Sqrt (2x)/(x^2+1.8)) <- For this problem, everything is under the radical.

Thank you!!!

Alternatively for the second one, Let

$y=\sqrt{\frac{2x}{x^2+1.8}}\Rightarrow{y^2=\frac{2 x}{x^2+1.8}}$

So differentiating we get

$2y\cdot{y'}=\frac{2(x^2+1.8)-(2x)(2x)}{(x^2+1.8)^2}=\frac{-2(x^2-1.8)}{(x^2+1.8)^2}\Rightarrow{y'=\frac{-(x^2-1.8)}{y(x^2+1.8)^2}}$

and now remembering that y is our original equation we see

$y'=\frac{-(x^2-1.8)}{\sqrt{\frac{2x}{x^2+1.8}}(x^2+1.8)^2}$

EDIT:

Same concept, just a little less messy to write
• Jun 7th 2008, 01:09 PM
PensFan10
okay
i kind of see what you did.
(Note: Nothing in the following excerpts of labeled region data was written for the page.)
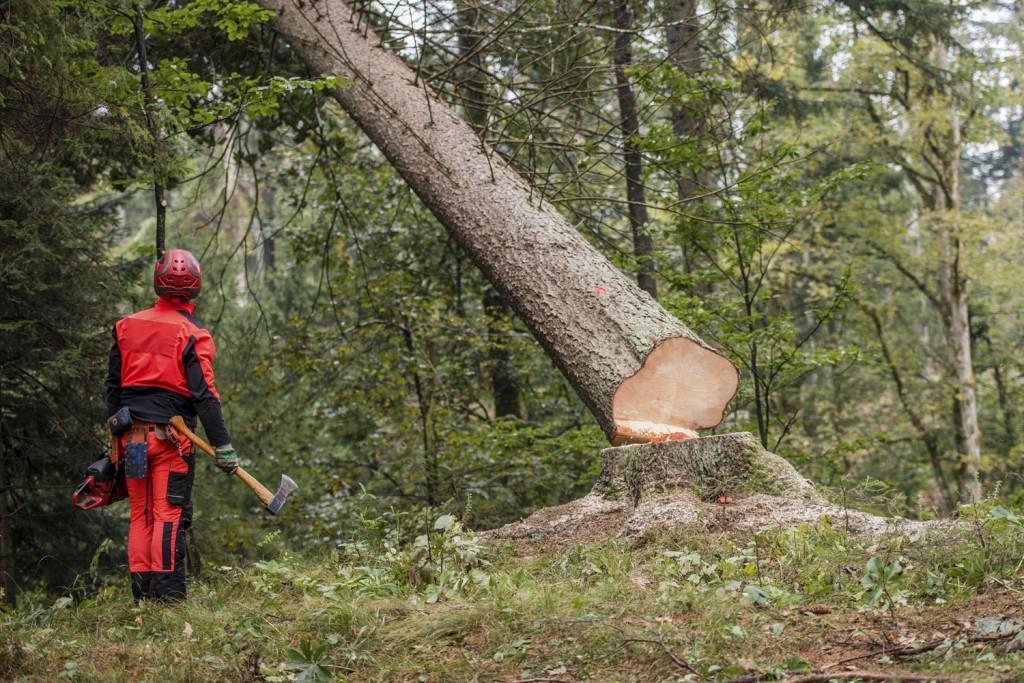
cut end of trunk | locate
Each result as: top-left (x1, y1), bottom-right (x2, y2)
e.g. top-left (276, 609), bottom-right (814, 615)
top-left (611, 337), bottom-right (739, 445)
top-left (611, 420), bottom-right (700, 445)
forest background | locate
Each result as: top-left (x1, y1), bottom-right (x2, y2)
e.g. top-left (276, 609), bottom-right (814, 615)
top-left (0, 0), bottom-right (1024, 602)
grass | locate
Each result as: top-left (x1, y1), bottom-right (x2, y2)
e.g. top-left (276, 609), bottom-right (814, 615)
top-left (0, 509), bottom-right (1024, 681)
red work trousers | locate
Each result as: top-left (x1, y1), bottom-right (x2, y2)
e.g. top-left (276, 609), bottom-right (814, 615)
top-left (122, 425), bottom-right (196, 600)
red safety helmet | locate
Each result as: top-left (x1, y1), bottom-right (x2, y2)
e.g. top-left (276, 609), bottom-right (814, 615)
top-left (153, 249), bottom-right (203, 301)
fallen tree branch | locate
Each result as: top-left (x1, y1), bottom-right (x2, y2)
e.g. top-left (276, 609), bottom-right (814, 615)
top-left (623, 638), bottom-right (701, 679)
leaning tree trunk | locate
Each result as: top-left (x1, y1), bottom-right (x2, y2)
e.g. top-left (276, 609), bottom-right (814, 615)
top-left (259, 0), bottom-right (738, 442)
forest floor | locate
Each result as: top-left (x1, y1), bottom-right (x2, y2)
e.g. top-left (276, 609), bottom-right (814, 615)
top-left (0, 508), bottom-right (1024, 683)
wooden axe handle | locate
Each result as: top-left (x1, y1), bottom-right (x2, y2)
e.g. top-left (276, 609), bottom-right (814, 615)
top-left (170, 415), bottom-right (273, 506)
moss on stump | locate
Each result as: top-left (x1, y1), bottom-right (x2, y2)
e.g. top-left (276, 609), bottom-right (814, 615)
top-left (483, 432), bottom-right (954, 552)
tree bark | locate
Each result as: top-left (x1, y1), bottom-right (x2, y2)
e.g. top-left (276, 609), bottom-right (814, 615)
top-left (457, 0), bottom-right (526, 419)
top-left (613, 0), bottom-right (657, 299)
top-left (933, 39), bottom-right (981, 504)
top-left (260, 0), bottom-right (738, 441)
top-left (134, 2), bottom-right (167, 258)
top-left (0, 441), bottom-right (17, 606)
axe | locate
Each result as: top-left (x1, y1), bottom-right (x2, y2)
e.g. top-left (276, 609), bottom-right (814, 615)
top-left (170, 415), bottom-right (299, 514)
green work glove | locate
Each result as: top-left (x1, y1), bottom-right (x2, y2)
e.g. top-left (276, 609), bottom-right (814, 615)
top-left (213, 443), bottom-right (239, 474)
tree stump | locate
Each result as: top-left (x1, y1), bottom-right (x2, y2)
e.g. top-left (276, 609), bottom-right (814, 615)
top-left (483, 432), bottom-right (952, 549)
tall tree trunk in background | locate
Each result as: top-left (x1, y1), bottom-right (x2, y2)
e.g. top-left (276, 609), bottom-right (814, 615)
top-left (0, 441), bottom-right (17, 606)
top-left (456, 0), bottom-right (526, 419)
top-left (933, 39), bottom-right (981, 503)
top-left (665, 0), bottom-right (703, 272)
top-left (259, 0), bottom-right (738, 442)
top-left (612, 0), bottom-right (657, 299)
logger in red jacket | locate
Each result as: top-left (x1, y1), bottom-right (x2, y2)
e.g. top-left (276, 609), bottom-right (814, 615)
top-left (106, 249), bottom-right (239, 600)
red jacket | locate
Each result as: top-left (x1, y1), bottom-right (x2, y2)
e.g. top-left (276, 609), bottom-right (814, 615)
top-left (106, 299), bottom-right (231, 446)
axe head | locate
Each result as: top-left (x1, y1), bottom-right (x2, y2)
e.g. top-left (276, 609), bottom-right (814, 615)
top-left (266, 474), bottom-right (299, 515)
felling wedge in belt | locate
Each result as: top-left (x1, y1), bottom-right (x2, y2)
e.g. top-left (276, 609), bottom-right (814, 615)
top-left (170, 415), bottom-right (299, 514)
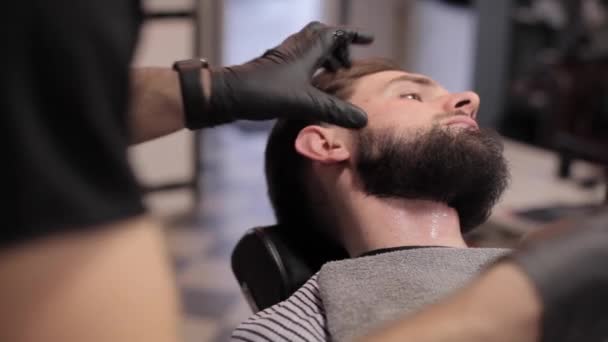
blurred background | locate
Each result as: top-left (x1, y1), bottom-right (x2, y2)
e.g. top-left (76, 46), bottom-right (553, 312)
top-left (130, 0), bottom-right (608, 341)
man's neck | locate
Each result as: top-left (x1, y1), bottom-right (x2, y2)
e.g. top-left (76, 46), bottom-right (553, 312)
top-left (338, 193), bottom-right (466, 256)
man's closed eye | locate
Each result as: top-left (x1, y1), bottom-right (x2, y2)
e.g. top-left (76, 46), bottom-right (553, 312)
top-left (399, 93), bottom-right (422, 102)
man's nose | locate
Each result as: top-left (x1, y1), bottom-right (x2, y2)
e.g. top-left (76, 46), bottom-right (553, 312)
top-left (444, 91), bottom-right (479, 119)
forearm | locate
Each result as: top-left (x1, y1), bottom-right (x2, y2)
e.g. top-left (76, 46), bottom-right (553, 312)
top-left (0, 218), bottom-right (178, 342)
top-left (129, 67), bottom-right (211, 144)
top-left (362, 264), bottom-right (541, 342)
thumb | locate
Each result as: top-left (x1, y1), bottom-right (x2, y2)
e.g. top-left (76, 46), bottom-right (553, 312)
top-left (298, 87), bottom-right (367, 129)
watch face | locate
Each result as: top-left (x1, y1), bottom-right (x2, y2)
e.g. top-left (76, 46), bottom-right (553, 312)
top-left (173, 58), bottom-right (208, 70)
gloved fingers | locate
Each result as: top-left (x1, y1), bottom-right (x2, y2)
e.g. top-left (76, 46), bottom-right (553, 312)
top-left (322, 56), bottom-right (350, 72)
top-left (291, 87), bottom-right (367, 129)
top-left (323, 27), bottom-right (373, 71)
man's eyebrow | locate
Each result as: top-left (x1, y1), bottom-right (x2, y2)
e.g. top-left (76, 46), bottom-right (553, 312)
top-left (384, 75), bottom-right (437, 88)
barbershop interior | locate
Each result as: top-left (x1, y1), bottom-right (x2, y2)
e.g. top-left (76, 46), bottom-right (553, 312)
top-left (4, 0), bottom-right (608, 342)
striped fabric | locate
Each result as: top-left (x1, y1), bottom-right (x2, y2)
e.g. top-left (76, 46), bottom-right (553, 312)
top-left (231, 274), bottom-right (329, 342)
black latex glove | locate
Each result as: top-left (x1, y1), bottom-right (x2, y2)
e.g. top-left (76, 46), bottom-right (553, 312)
top-left (508, 214), bottom-right (608, 342)
top-left (195, 22), bottom-right (373, 128)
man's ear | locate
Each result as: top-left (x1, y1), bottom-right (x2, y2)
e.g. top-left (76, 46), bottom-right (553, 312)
top-left (295, 125), bottom-right (350, 164)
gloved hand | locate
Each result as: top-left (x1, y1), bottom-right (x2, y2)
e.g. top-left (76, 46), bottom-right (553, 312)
top-left (192, 22), bottom-right (373, 128)
top-left (508, 210), bottom-right (608, 342)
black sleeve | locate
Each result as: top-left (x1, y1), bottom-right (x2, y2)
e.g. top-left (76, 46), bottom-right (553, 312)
top-left (0, 0), bottom-right (144, 245)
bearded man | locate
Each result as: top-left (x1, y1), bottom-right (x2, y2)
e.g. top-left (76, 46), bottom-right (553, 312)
top-left (233, 59), bottom-right (508, 341)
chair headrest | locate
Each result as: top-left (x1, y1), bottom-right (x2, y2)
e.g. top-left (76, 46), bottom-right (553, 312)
top-left (232, 225), bottom-right (347, 312)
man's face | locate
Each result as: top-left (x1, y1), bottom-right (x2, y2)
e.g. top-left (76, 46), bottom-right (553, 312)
top-left (350, 71), bottom-right (479, 133)
top-left (342, 71), bottom-right (508, 230)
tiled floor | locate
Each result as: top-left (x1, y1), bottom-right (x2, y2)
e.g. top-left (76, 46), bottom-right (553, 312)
top-left (150, 127), bottom-right (603, 342)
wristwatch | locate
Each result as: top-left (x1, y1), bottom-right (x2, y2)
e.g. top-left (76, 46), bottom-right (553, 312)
top-left (173, 58), bottom-right (209, 129)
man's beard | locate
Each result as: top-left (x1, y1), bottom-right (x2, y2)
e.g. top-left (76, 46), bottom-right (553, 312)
top-left (356, 125), bottom-right (509, 232)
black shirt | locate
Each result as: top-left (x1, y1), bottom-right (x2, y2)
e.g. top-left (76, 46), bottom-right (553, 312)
top-left (0, 0), bottom-right (144, 245)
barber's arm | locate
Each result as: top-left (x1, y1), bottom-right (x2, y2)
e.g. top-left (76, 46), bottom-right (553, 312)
top-left (364, 214), bottom-right (608, 342)
top-left (131, 22), bottom-right (373, 143)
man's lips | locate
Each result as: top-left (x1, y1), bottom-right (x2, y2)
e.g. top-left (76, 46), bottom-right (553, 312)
top-left (443, 115), bottom-right (479, 130)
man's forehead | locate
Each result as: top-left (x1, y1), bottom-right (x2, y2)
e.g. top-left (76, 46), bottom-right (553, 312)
top-left (355, 70), bottom-right (442, 92)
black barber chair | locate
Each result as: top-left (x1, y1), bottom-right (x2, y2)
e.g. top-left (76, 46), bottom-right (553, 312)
top-left (232, 225), bottom-right (348, 312)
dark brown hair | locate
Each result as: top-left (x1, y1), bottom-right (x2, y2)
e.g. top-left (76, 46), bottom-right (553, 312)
top-left (266, 58), bottom-right (402, 235)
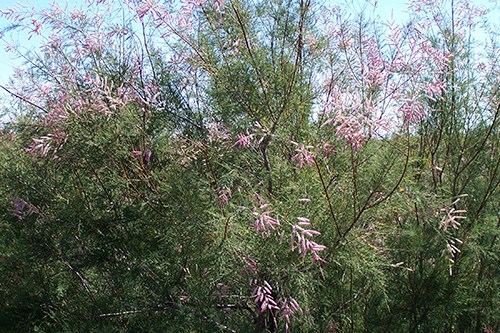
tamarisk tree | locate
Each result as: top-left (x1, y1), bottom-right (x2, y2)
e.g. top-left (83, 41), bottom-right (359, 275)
top-left (0, 0), bottom-right (500, 332)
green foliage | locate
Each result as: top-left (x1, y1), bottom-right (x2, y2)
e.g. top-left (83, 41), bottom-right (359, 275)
top-left (0, 0), bottom-right (500, 333)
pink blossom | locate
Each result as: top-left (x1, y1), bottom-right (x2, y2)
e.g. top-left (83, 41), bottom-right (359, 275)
top-left (279, 297), bottom-right (303, 333)
top-left (252, 281), bottom-right (279, 313)
top-left (292, 141), bottom-right (314, 169)
top-left (253, 204), bottom-right (280, 237)
top-left (290, 222), bottom-right (326, 263)
top-left (217, 187), bottom-right (233, 208)
top-left (234, 131), bottom-right (254, 148)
I understand squaring both sides and then taking the derivative. I got lost after you simplified.

how did you go from 2(x^2+1.8)-(2x)(2x) to -2(x^2-1.8) (i left out the denominator to be less confusing)

Second, is that actually supposed to be a 4.8 in the numerator in your final answer or is it a typo. *EDIT* never mind. i see you changed it. now that part makes more sense :P
• Jun 7th 2008, 01:11 PM
Mathstud28
Quote:

Originally Posted by PensFan10
i kind of see what you did. I understand squaring both sides and then taking the derivative. I got lost after you simplified.

how did you go from 2(x^2+1.8)-(2x)(2x) to -2(x^2-1.8) (i left out the denominator to be less confusing)

Second, is that actually supposed to be a 4.8 in the numerator in your final answer or is it a typo.

That is a typo that I fixed, and secondly

$(2(x^2+1.8)-(2x)(2x)=2x^2+2(1.8)-4x^2=-2x^2-(-2)(1.8)=-2(x^2-1.8)$
• Jun 7th 2008, 01:16 PM
PensFan10
haha
Ha. Not sure how I didn't see that (Headbang) Thanks. I really like that way.